Chapter 12. Internationalization

Chapter 12. Internationalization
Prev		Next

Revision History
Revision V6.3-011	20 December 2019	In “Establishing A Local Collation Sequence”, Move some material to the Utilities chapter In “Examining Global Collation Characteristics”, Move some material to Utilities chapter In “Using the %GBLDEF Utility”, Move some material to the Utilities chapter
Revision V6.3-010	31 October 2019	In “Transform Utility Routine (gtm_ac_xutil)”, add new section In “Transformation Routine (gtm_ac_xform_1 or gtm_ac_xform)”, correct section titles for input and output arguments; fix typos
Revision V6.3-006	26 October 2018	In “Implementing an Alternative Collation Sequence for Unicode® characters”, minor corrections. In “Pattern Code Definition”, UTF-8 tweaks
Revision V6.3-001	20 March 2017	In “Pattern Code Selection”, added a compiler warning.
Revision V6.1-000	28 August 2014	In “Using the %GBLDEF Utility”, added changes for global spaning regions.

Table of Contents

Collation Sequence Definitions

Creating the Shared Library holding the alternative sequencing routines
Defining the Environment Variable
Defining a Default Database Collation Method
Establishing A Local Collation Sequence

Creating the Alternate Collation Routines

Transformation Routine (gtm_ac_xform_1 or gtm_ac_xform)
Inverse Transformation Routine (gtm_ac_xback or gtm_ac_xback_1)
Transform Utility Routine (gtm_ac_xutil)
Version Control Routines (gtm_ac_version and gtm_ac_verify)
Using the %GBLDEF Utility
Example of Upper and Lower Case Alphabetic Collation Sequence
Example of Collating Alphabets in Reverse Order using gtm_ac_xform_1 and gtm_ac_xback_1

Implementing an Alternative Collation Sequence for Unicode® characters

Matching Alternative Patterns

Pattern Code Definition
Pattern Code Selection

This chapter describes GT.M facilities for applications using characters encoded in other than eight-bit bytes (octets). Before continuing with use of UTF-8 features, you will need to ensure that your system has installed and configured the needed infrastructure for languages you wish to support, including International Components for Unicode (ICU / libicu), UTF-8 locale(s), and terminal emulators with appropriate fonts. This chapter addresses the specific issues of defining alternative collation sequences, and defining unique patterns for use with the pattern match operator.

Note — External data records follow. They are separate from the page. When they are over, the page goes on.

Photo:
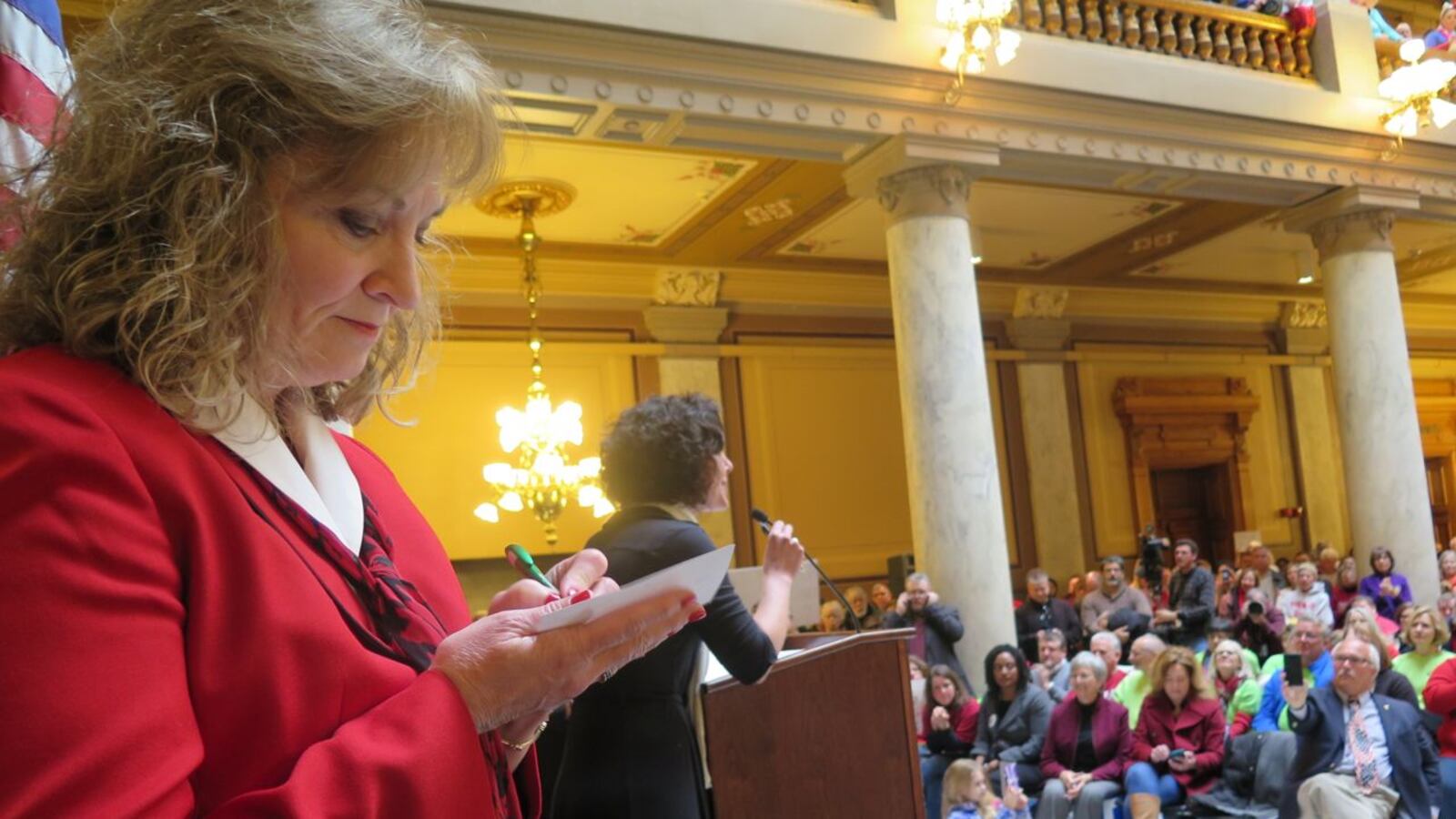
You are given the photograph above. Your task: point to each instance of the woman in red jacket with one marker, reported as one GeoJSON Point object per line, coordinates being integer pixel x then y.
{"type": "Point", "coordinates": [1088, 745]}
{"type": "Point", "coordinates": [1441, 700]}
{"type": "Point", "coordinates": [213, 603]}
{"type": "Point", "coordinates": [1178, 742]}
{"type": "Point", "coordinates": [948, 722]}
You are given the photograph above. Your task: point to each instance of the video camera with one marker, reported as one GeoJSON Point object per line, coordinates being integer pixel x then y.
{"type": "Point", "coordinates": [1150, 554]}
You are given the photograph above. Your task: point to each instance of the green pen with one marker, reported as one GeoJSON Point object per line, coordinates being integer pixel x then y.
{"type": "Point", "coordinates": [524, 566]}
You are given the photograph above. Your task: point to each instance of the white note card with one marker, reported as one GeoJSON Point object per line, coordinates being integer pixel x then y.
{"type": "Point", "coordinates": [701, 576]}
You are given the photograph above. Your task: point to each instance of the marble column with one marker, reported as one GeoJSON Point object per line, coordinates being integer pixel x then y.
{"type": "Point", "coordinates": [692, 365]}
{"type": "Point", "coordinates": [1305, 332]}
{"type": "Point", "coordinates": [1375, 398]}
{"type": "Point", "coordinates": [1056, 506]}
{"type": "Point", "coordinates": [956, 501]}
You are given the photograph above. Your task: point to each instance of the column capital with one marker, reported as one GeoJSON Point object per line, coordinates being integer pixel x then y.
{"type": "Point", "coordinates": [906, 152]}
{"type": "Point", "coordinates": [676, 324]}
{"type": "Point", "coordinates": [1303, 329]}
{"type": "Point", "coordinates": [1351, 219]}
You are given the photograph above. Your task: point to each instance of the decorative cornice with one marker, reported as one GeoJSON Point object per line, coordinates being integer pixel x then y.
{"type": "Point", "coordinates": [1276, 162]}
{"type": "Point", "coordinates": [1303, 315]}
{"type": "Point", "coordinates": [1040, 303]}
{"type": "Point", "coordinates": [688, 288]}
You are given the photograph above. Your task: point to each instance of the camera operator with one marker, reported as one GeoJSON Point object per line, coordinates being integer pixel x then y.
{"type": "Point", "coordinates": [1259, 627]}
{"type": "Point", "coordinates": [1190, 599]}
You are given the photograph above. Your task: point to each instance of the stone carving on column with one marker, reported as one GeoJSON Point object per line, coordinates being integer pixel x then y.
{"type": "Point", "coordinates": [1350, 232]}
{"type": "Point", "coordinates": [931, 189]}
{"type": "Point", "coordinates": [1305, 315]}
{"type": "Point", "coordinates": [688, 288]}
{"type": "Point", "coordinates": [1040, 303]}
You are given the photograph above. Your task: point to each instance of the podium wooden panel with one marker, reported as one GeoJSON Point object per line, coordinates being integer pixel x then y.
{"type": "Point", "coordinates": [829, 733]}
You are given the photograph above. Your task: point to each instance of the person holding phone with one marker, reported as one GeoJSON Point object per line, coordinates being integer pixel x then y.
{"type": "Point", "coordinates": [1308, 637]}
{"type": "Point", "coordinates": [1178, 743]}
{"type": "Point", "coordinates": [1388, 588]}
{"type": "Point", "coordinates": [631, 746]}
{"type": "Point", "coordinates": [1359, 753]}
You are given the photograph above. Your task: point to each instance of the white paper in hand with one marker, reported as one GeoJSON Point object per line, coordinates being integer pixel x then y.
{"type": "Point", "coordinates": [701, 576]}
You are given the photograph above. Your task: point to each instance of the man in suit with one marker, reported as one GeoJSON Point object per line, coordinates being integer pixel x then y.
{"type": "Point", "coordinates": [1041, 611]}
{"type": "Point", "coordinates": [936, 625]}
{"type": "Point", "coordinates": [1360, 753]}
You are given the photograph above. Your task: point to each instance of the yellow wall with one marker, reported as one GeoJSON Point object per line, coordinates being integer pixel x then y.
{"type": "Point", "coordinates": [1270, 467]}
{"type": "Point", "coordinates": [439, 460]}
{"type": "Point", "coordinates": [826, 450]}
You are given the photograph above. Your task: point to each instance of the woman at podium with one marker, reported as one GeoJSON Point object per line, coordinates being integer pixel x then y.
{"type": "Point", "coordinates": [631, 746]}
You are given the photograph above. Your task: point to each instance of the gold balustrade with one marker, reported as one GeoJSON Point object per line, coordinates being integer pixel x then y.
{"type": "Point", "coordinates": [1181, 28]}
{"type": "Point", "coordinates": [1388, 57]}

Alternative collation sequences (or an alternative ordering of strings) can be defined for global and local variable subscripts. They can be established for specified globals or for an entire database. The alternative sequences are defined by a series of routines in an executable file pointed to by an environment variable. As the collation sequence is implemented by a user-supplied program, virtually any collation policy may be implemented. Detailed information on establishing alternative collation sequences and defining the environment variable is provided in “Collation Sequence Definitions”.

M has defined pattern classes that serve as arguments to the pattern match operator. GT.M supports user definition of additional pattern classes as well as redefinition of the standard pattern classes. Specific patterns are defined in a text file that is pointed to by an environment variable. Pattern classes may be re-defined dynamically. The details of defining these pattern classes and the environment variable are described in the section called “Matching Alternative Patterns”.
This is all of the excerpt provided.